The Indian Constitution does not provide for a formal relationship between the C.M. and the President or the Vice-President whatever information the President or the Vice-President want about the state, is obtained through the concerned Governor’s reports. Yet, they do get opportunities to discuss the matters of the state whenever they visit the state.
On such occasions, the C.M. receives them, accompanies them to official functions and directs the machinery of the state government to provide all facilities to the dignitaries.
Another relational aspect is the imposition of emergency under Article 356 by the President, in cases of failure of the constitutional machinery in the state and the subsequent dismissal of the C.M. Actually, behind the decision of the President is the decision of the P.M.

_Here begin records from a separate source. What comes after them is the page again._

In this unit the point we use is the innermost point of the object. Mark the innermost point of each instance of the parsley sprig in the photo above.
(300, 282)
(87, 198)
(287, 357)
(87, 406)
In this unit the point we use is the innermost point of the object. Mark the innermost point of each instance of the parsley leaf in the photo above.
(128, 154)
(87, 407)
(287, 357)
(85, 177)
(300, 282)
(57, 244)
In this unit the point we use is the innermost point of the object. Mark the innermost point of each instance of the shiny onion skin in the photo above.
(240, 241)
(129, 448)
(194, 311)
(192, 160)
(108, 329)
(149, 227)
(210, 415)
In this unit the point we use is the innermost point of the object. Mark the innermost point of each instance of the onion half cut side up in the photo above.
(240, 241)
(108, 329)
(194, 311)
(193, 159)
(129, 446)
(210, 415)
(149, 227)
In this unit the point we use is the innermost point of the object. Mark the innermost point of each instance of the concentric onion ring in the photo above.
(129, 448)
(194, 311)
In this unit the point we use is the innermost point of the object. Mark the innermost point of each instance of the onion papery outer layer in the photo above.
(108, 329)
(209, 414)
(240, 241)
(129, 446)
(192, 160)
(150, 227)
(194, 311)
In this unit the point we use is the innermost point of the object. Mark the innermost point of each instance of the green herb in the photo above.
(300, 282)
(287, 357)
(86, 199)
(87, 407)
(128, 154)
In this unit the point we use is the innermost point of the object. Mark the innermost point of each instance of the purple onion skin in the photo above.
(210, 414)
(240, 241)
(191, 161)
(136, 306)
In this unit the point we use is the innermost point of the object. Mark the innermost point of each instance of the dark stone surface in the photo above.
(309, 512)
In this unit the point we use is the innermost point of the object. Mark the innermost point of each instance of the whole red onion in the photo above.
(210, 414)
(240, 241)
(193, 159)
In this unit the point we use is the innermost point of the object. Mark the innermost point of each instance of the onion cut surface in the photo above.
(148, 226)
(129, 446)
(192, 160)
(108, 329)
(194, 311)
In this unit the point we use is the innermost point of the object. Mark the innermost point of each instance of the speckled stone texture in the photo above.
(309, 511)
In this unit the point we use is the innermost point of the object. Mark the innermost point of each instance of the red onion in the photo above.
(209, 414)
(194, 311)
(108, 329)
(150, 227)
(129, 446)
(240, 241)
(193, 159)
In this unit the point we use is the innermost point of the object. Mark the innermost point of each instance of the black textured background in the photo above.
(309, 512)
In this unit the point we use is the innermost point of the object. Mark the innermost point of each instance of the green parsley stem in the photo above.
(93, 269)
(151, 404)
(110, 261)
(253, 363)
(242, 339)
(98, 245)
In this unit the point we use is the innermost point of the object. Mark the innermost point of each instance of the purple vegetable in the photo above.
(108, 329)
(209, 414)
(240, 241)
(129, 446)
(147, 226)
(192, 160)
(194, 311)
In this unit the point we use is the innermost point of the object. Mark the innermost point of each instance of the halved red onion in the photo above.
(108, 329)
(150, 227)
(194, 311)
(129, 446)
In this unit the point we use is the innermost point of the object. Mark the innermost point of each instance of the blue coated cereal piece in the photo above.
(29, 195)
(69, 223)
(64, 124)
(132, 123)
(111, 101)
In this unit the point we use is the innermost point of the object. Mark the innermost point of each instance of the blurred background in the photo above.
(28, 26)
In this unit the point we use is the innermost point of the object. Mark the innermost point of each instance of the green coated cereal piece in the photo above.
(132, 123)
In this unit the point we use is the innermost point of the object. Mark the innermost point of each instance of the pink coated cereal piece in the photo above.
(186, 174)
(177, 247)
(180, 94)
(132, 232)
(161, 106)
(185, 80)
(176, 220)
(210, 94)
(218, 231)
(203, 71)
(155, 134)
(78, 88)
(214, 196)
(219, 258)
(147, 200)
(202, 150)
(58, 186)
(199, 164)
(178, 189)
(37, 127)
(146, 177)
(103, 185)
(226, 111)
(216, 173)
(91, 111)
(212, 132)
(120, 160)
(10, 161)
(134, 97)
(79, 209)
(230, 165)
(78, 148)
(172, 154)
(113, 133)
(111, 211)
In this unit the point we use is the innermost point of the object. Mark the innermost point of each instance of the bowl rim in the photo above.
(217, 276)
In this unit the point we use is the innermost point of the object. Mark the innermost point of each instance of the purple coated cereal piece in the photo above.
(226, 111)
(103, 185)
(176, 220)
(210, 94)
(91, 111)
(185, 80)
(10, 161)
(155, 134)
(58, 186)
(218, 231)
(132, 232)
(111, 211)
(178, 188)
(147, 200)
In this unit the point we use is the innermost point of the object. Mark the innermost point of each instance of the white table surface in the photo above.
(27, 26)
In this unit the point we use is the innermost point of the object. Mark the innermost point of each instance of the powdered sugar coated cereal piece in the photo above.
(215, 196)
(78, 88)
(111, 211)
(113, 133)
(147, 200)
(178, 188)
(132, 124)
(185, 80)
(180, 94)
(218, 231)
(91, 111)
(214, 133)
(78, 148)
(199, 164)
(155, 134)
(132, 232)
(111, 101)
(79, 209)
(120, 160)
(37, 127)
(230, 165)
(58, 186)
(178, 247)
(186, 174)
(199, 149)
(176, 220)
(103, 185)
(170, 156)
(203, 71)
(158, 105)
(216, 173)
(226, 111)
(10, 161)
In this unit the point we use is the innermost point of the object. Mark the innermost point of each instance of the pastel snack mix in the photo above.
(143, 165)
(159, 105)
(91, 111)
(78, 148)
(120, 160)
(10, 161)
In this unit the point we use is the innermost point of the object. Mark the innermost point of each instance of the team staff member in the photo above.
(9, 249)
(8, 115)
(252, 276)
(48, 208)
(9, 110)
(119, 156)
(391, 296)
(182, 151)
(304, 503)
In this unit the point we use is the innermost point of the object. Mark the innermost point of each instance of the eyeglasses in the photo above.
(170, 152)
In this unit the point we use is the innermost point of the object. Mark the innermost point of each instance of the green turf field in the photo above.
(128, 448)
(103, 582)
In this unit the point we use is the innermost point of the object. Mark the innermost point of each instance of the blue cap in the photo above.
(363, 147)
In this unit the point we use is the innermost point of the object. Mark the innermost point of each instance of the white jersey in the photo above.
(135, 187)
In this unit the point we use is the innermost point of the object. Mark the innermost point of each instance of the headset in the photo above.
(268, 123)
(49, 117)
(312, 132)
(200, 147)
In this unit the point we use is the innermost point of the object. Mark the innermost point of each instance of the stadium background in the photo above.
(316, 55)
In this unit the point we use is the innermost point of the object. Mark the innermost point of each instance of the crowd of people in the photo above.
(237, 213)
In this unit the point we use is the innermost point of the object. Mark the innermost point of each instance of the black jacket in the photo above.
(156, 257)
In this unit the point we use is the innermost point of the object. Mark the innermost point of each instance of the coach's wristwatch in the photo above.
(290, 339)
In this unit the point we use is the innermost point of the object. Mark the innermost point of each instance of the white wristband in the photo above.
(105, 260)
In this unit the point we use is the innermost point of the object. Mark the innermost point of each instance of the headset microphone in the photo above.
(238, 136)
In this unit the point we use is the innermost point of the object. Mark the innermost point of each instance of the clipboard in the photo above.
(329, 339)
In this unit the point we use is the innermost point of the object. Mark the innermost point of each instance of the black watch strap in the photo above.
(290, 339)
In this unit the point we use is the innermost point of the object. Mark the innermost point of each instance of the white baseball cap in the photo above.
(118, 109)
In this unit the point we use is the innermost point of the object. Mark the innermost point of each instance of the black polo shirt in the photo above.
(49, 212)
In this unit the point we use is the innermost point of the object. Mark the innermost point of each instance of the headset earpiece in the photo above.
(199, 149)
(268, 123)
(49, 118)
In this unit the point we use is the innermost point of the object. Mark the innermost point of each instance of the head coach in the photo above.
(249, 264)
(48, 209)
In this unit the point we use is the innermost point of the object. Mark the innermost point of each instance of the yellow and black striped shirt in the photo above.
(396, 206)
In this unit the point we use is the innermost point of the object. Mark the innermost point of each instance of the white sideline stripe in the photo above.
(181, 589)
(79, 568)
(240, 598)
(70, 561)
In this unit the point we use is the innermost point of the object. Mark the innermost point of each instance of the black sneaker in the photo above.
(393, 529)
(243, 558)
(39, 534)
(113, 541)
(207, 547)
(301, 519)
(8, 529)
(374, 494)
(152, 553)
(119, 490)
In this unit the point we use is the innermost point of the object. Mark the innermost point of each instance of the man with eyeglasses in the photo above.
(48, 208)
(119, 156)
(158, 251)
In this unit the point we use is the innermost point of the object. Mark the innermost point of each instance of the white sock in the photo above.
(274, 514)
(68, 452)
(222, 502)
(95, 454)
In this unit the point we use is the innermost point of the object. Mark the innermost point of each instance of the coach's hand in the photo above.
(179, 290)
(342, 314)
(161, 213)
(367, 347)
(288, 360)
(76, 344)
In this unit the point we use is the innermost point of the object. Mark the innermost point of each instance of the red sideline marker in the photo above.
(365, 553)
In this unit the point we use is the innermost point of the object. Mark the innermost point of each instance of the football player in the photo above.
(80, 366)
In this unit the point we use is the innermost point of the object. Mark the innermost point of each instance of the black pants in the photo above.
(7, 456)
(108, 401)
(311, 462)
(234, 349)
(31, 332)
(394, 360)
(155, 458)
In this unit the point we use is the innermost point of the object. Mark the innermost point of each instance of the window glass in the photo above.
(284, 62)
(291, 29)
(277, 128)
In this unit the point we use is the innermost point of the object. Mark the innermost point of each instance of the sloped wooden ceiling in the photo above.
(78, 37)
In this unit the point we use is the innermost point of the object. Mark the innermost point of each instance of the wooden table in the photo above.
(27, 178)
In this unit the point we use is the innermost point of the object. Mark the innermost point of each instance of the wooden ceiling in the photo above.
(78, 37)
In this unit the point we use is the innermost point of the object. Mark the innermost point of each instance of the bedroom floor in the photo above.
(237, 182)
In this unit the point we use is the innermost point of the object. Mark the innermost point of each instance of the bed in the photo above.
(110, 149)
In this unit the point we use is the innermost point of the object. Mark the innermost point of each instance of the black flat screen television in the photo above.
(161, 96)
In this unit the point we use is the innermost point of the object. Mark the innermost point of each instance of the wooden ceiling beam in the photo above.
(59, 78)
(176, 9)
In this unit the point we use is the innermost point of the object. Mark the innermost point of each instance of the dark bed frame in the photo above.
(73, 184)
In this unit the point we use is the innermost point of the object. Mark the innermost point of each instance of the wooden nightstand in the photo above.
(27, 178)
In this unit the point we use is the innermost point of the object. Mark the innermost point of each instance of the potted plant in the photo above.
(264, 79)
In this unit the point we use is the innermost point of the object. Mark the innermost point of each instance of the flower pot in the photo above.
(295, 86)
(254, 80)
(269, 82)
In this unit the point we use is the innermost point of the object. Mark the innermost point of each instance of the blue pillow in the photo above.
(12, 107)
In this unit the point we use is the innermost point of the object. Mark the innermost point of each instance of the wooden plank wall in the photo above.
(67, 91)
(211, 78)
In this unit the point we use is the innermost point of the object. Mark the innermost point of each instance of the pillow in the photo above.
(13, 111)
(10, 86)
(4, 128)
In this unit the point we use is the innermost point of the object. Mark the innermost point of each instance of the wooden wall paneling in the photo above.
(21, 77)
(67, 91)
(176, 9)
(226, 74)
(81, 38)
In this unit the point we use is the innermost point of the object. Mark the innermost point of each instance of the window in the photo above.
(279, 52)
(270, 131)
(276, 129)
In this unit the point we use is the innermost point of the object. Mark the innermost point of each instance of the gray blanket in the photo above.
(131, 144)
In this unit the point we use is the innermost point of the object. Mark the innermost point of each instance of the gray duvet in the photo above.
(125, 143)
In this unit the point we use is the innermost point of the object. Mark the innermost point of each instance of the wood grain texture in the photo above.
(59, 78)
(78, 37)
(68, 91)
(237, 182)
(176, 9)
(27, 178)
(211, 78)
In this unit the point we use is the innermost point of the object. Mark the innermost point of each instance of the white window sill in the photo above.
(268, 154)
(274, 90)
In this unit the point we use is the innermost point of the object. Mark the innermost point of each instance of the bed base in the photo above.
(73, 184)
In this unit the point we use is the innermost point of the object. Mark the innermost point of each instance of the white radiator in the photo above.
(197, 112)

It is a well-established fact in Indian politics that the Prime Minister can and does make and unmake the C.M. of a state by virtue of his being the effective head of his party, in case the P.M. and the C.M. belong to the same political party. In case there is an opposition party leader ruling as the C.M. in a state, the P.M. can manoeuvre to divest him of his position. In the selection of the members of the council of ministers of the state also, the C.M. has to depend to a considerable extent on the advice of the P.M. or the high command of the party. It is interesting that C.Ms, if they belong to the ruling party, almost always go to Delhi before announcing their respective ministries.
During the P.M.’s visit to the state, the C.M. plays an important role in gearing the state government machinery for making all arrangements. The C.M. too visits the national capital to discuss the problems of the state with the P.M. Moreover, the P.M. also addresses letters to the C.M. relating to any issue and the Chief Minister takes cognizance of such letters. Pt. Jawaharlal Nehru’s letters to the state Chief Ministers were instructive, detailed and, occasionally, philosophical in tone. But, then, he was fortunate in having Chief Ministers of good stature, and irrespective of the hue of the political party in power at the state level, the Prime Minister’s letters invariably received respectful attention. In case, however, the P.M. is also holding the post of the president of a party to which the C.M. belongs, their relationship generally becomes closer.
The C.M. has to interact with several Central ministers, particularly of Home, Finance, Education, Agriculture, Industries, and Rural Development etc. How much Central support a state gets in the form of financial grants, centrally sponsored schemes and assistance during disturbance of law and order depends, to a considerable extent, on the C.M.’s influence on and rapport with the Union ministers. The state’s representations in the Union Cabinet also influence the quantum and quality of support to the state.